Annette reflexionó sobre dicho consejo y dijo:

—Sí. Tal vez. —Después de secarse las manos, se encaminó hacia la puerta. Sus movimientos eran tan fluidos que parecían tener lugar en ausencia de toda fricción—. No se olvide de la bebida, monsieur.

—No —respondí—. No me olvidaré. —Ella alzó una mano, con expresión tímida—. Adiós, Annette. Y gracias.

Escuché cómo iba difuminándose el ruido de sus pisadas y, cuando se hubo ido, por primera vez desde que volví de Chinon reparé en los pájaros que cantaban al otro lado de mi ventana.

Mi recuperación fue lenta. Al cabo de un mes todavía estaba débil; no obstante, terminé reanudando mis anteriores actividades. Supervisaba la salud de Annette y de Raboulet, administraba medicinas, iba a montar junto al río y me quedaba leyendo hasta muy tarde por las noches. Pero no era el mismo. Estaba alterado. Había una parte de mi antiguo yo que murió aquel día en Chinon, una parte esencial, una parte que jamás reviviría ya. Cuando reflexionaba sobre la desolación que me invadía por dentro, en mi mente tomaba forma una imagen en particular: mi corazón, encogido y marchito como una rosa muerta.
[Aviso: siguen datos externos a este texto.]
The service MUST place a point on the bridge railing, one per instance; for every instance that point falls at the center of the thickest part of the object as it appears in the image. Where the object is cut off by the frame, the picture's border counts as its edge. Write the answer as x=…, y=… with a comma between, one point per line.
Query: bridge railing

En los días en que me sentía más fuerte, hacía largas excursiones por los montes en que vivían los habitantes de cuevas. Eran gentes pobres, labradores que se habían construido una casa excavando en la blanda toba de las laderas. Sus hijos enfermaban con frecuencia, y muchos habrían muerto si no los hubiera atendido yo. ¿Por qué hacía aquello? Es difícil de decir. Pero si algún motivo concreto tenía, era simplemente el de fastidiar a Dios.